Stem cells, which are the cells that display this plasticity, are dehned by the two properties of self renewal and pluripotency. They are set apart during ontogeny and are responsible for maintaining the homeostasis of a tissue. This notion, first established in the case of hematopoietic stem cells was later extended to other fast renewing cells, such as those in the intestinal epithelium or epidermis, and more recently to cells reputedly non-renewable, i.e. neurons. A new strategy has been described, which has the interesting feature that it can be applied to the isolation of stem cells from various lineages. It consists in sorting out cells on the basis of the efflux of Hoechst 33342 dye (Goodell et al., 1996). When a cell suspension stained with this dye is examined under two distinct wave lengths, a “side population” (SP), characterized by weak fluorescence, can be identified and sorted out. The dye efflux property of these cells is due to the activity of the mdr (multidrug resistance) gene, which encodes a protein responsible for the building of a canal which serves to extrude toxins from the cells.

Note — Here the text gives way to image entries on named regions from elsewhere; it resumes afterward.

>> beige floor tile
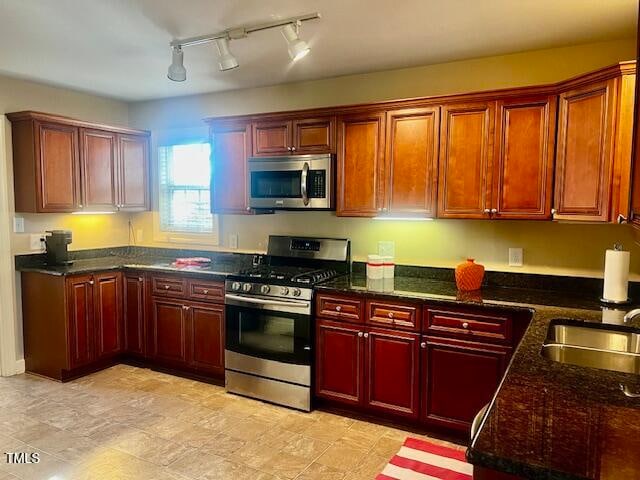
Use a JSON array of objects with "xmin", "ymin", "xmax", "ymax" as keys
[
  {"xmin": 296, "ymin": 463, "xmax": 345, "ymax": 480},
  {"xmin": 316, "ymin": 442, "xmax": 367, "ymax": 472}
]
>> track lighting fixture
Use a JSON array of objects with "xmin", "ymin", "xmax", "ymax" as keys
[
  {"xmin": 282, "ymin": 22, "xmax": 311, "ymax": 62},
  {"xmin": 167, "ymin": 13, "xmax": 320, "ymax": 82},
  {"xmin": 216, "ymin": 38, "xmax": 238, "ymax": 72},
  {"xmin": 167, "ymin": 45, "xmax": 187, "ymax": 82}
]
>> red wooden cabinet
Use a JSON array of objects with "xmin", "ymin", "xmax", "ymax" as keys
[
  {"xmin": 188, "ymin": 305, "xmax": 224, "ymax": 375},
  {"xmin": 93, "ymin": 272, "xmax": 122, "ymax": 358},
  {"xmin": 66, "ymin": 275, "xmax": 95, "ymax": 369},
  {"xmin": 364, "ymin": 329, "xmax": 420, "ymax": 418},
  {"xmin": 420, "ymin": 337, "xmax": 511, "ymax": 431},
  {"xmin": 122, "ymin": 272, "xmax": 146, "ymax": 357},
  {"xmin": 316, "ymin": 320, "xmax": 364, "ymax": 405}
]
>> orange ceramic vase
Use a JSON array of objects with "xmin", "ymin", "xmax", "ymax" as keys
[{"xmin": 456, "ymin": 258, "xmax": 484, "ymax": 292}]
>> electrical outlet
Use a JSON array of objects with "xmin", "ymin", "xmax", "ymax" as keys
[
  {"xmin": 13, "ymin": 217, "xmax": 24, "ymax": 233},
  {"xmin": 378, "ymin": 241, "xmax": 396, "ymax": 257},
  {"xmin": 29, "ymin": 233, "xmax": 44, "ymax": 251},
  {"xmin": 509, "ymin": 248, "xmax": 523, "ymax": 267}
]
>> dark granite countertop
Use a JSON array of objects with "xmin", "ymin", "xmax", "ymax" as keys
[
  {"xmin": 17, "ymin": 256, "xmax": 244, "ymax": 281},
  {"xmin": 318, "ymin": 275, "xmax": 640, "ymax": 480}
]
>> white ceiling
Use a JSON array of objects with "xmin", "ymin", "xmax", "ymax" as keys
[{"xmin": 0, "ymin": 0, "xmax": 638, "ymax": 100}]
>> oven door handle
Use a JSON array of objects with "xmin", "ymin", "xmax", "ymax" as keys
[
  {"xmin": 224, "ymin": 293, "xmax": 309, "ymax": 308},
  {"xmin": 300, "ymin": 162, "xmax": 309, "ymax": 205}
]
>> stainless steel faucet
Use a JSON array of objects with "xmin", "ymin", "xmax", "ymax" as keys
[{"xmin": 624, "ymin": 308, "xmax": 640, "ymax": 323}]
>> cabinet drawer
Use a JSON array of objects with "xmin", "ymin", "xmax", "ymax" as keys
[
  {"xmin": 189, "ymin": 280, "xmax": 224, "ymax": 303},
  {"xmin": 316, "ymin": 295, "xmax": 364, "ymax": 323},
  {"xmin": 424, "ymin": 308, "xmax": 511, "ymax": 344},
  {"xmin": 151, "ymin": 276, "xmax": 187, "ymax": 297},
  {"xmin": 367, "ymin": 300, "xmax": 421, "ymax": 330}
]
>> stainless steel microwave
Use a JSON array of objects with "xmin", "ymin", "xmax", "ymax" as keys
[{"xmin": 247, "ymin": 154, "xmax": 334, "ymax": 210}]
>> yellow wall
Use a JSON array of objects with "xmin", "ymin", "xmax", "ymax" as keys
[{"xmin": 129, "ymin": 39, "xmax": 640, "ymax": 279}]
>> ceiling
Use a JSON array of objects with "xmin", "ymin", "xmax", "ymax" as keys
[{"xmin": 0, "ymin": 0, "xmax": 638, "ymax": 101}]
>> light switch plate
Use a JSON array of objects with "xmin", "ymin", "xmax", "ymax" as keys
[
  {"xmin": 29, "ymin": 233, "xmax": 44, "ymax": 252},
  {"xmin": 13, "ymin": 217, "xmax": 24, "ymax": 233},
  {"xmin": 378, "ymin": 241, "xmax": 396, "ymax": 257},
  {"xmin": 509, "ymin": 248, "xmax": 523, "ymax": 267}
]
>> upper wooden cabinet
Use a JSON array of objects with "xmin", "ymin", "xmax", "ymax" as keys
[
  {"xmin": 554, "ymin": 80, "xmax": 616, "ymax": 221},
  {"xmin": 210, "ymin": 122, "xmax": 251, "ymax": 213},
  {"xmin": 383, "ymin": 107, "xmax": 440, "ymax": 217},
  {"xmin": 7, "ymin": 112, "xmax": 149, "ymax": 213},
  {"xmin": 438, "ymin": 102, "xmax": 496, "ymax": 218},
  {"xmin": 336, "ymin": 112, "xmax": 385, "ymax": 217},
  {"xmin": 251, "ymin": 116, "xmax": 335, "ymax": 157},
  {"xmin": 490, "ymin": 96, "xmax": 557, "ymax": 220}
]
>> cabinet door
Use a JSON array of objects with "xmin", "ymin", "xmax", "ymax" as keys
[
  {"xmin": 189, "ymin": 305, "xmax": 224, "ymax": 375},
  {"xmin": 123, "ymin": 274, "xmax": 146, "ymax": 356},
  {"xmin": 252, "ymin": 120, "xmax": 293, "ymax": 157},
  {"xmin": 211, "ymin": 123, "xmax": 251, "ymax": 213},
  {"xmin": 554, "ymin": 80, "xmax": 615, "ymax": 222},
  {"xmin": 491, "ymin": 97, "xmax": 557, "ymax": 220},
  {"xmin": 93, "ymin": 272, "xmax": 122, "ymax": 358},
  {"xmin": 292, "ymin": 117, "xmax": 336, "ymax": 155},
  {"xmin": 150, "ymin": 297, "xmax": 188, "ymax": 366},
  {"xmin": 80, "ymin": 128, "xmax": 117, "ymax": 210},
  {"xmin": 117, "ymin": 135, "xmax": 149, "ymax": 211},
  {"xmin": 37, "ymin": 123, "xmax": 80, "ymax": 213},
  {"xmin": 385, "ymin": 107, "xmax": 440, "ymax": 217},
  {"xmin": 364, "ymin": 329, "xmax": 420, "ymax": 418},
  {"xmin": 336, "ymin": 113, "xmax": 385, "ymax": 217},
  {"xmin": 316, "ymin": 320, "xmax": 364, "ymax": 405},
  {"xmin": 66, "ymin": 275, "xmax": 95, "ymax": 368},
  {"xmin": 421, "ymin": 337, "xmax": 511, "ymax": 431},
  {"xmin": 438, "ymin": 102, "xmax": 495, "ymax": 218}
]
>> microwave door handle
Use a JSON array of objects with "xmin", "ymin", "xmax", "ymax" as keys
[{"xmin": 300, "ymin": 162, "xmax": 309, "ymax": 205}]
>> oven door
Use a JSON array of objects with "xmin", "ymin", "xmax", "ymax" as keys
[
  {"xmin": 225, "ymin": 294, "xmax": 311, "ymax": 365},
  {"xmin": 247, "ymin": 155, "xmax": 332, "ymax": 209}
]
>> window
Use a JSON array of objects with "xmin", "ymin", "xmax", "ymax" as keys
[{"xmin": 158, "ymin": 143, "xmax": 213, "ymax": 233}]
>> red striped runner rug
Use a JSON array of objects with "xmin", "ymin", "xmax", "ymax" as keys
[{"xmin": 376, "ymin": 438, "xmax": 473, "ymax": 480}]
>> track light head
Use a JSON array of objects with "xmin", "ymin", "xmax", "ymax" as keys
[
  {"xmin": 216, "ymin": 38, "xmax": 238, "ymax": 72},
  {"xmin": 282, "ymin": 23, "xmax": 311, "ymax": 62},
  {"xmin": 167, "ymin": 47, "xmax": 187, "ymax": 82}
]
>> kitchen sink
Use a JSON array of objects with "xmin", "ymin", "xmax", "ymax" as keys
[{"xmin": 542, "ymin": 320, "xmax": 640, "ymax": 375}]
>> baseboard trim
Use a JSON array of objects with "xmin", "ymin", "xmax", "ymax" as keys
[{"xmin": 16, "ymin": 358, "xmax": 25, "ymax": 375}]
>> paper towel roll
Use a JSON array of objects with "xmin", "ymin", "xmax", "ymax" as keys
[{"xmin": 602, "ymin": 250, "xmax": 630, "ymax": 302}]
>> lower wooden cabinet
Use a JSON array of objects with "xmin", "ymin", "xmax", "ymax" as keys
[
  {"xmin": 316, "ymin": 320, "xmax": 364, "ymax": 405},
  {"xmin": 421, "ymin": 337, "xmax": 511, "ymax": 431},
  {"xmin": 149, "ymin": 297, "xmax": 187, "ymax": 366},
  {"xmin": 364, "ymin": 329, "xmax": 420, "ymax": 418},
  {"xmin": 122, "ymin": 273, "xmax": 147, "ymax": 357}
]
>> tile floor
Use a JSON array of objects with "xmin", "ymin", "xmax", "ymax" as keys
[{"xmin": 0, "ymin": 365, "xmax": 462, "ymax": 480}]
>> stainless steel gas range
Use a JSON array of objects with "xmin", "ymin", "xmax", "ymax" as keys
[{"xmin": 225, "ymin": 235, "xmax": 350, "ymax": 411}]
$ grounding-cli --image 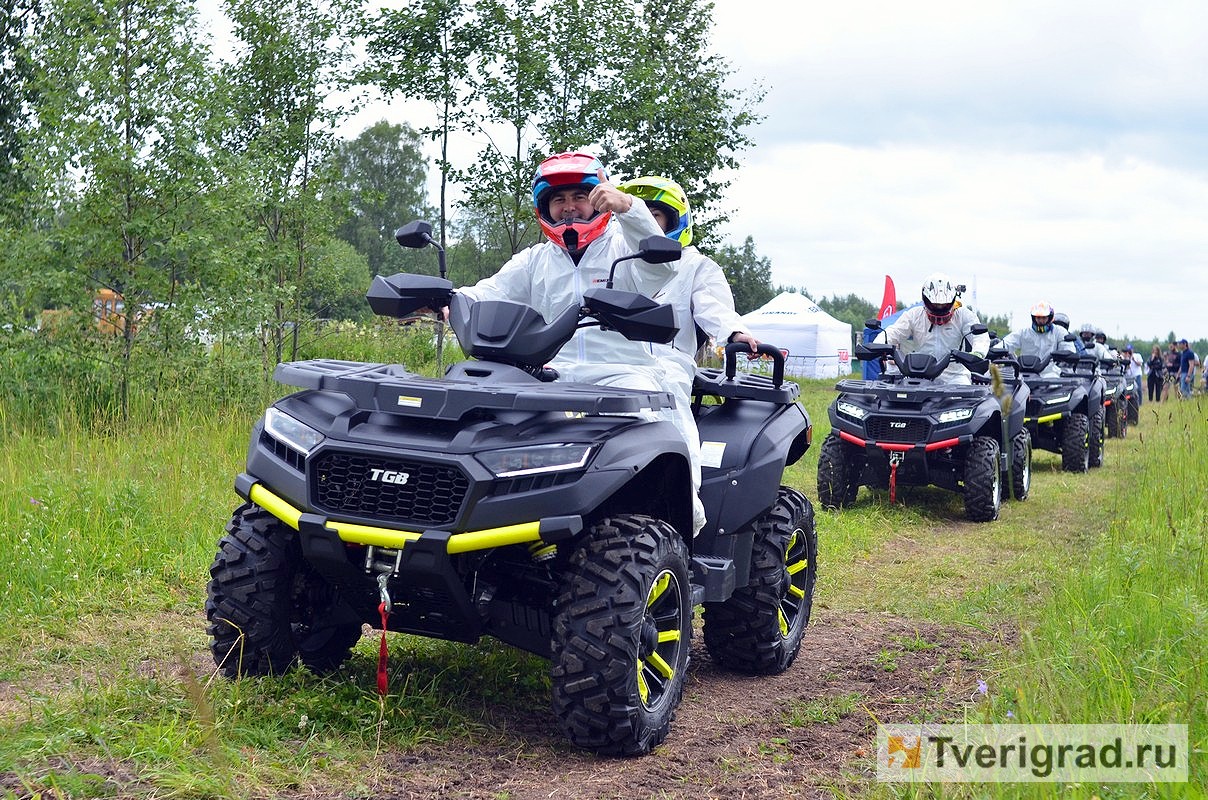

A means of distinguishing a truly multipotent stem cell from a progenitor committed to a specific lineage has been reported. This consists in the expression of the Pax7 gene. Pax7-/- mouse muscles have no satellite cells, i.e. they miss the cells normally responsible for the regeneration of muscle. In contrast they do have an SP population. These SP cells are incapable of differentiating into muscle, but give rise to 10 times more hematopoietic colonies, when cloned in vitro, than SP cells from wild type muscle do. Thus Pax7 appears to be a commitment gene, in the absence of which stem cells cannot become specified to the muscle lineage.
As a conclusion, this review emphasizes various features of the recent findings: 1) the unexpected plasticity uncovered in recent years is restricted to the stem cells of each tissue; 2) the switch in phenotype has to be “forced” on these stem cells by drastic experimental conditions enforced in the host: often sublethal irradiation is superimposed on a genetic deficiency.
Progress in this field, concerning both conceptual and applied aspects, will require the identification of the factors characterizing the niches which promote integration and fate switches of stem cells, probably a combination of growth factors and intercellular interactions.
Finally a key issue, before any therapeutical applications can be considered, is how to control the proliferation of transplanted stem cells in their new environment.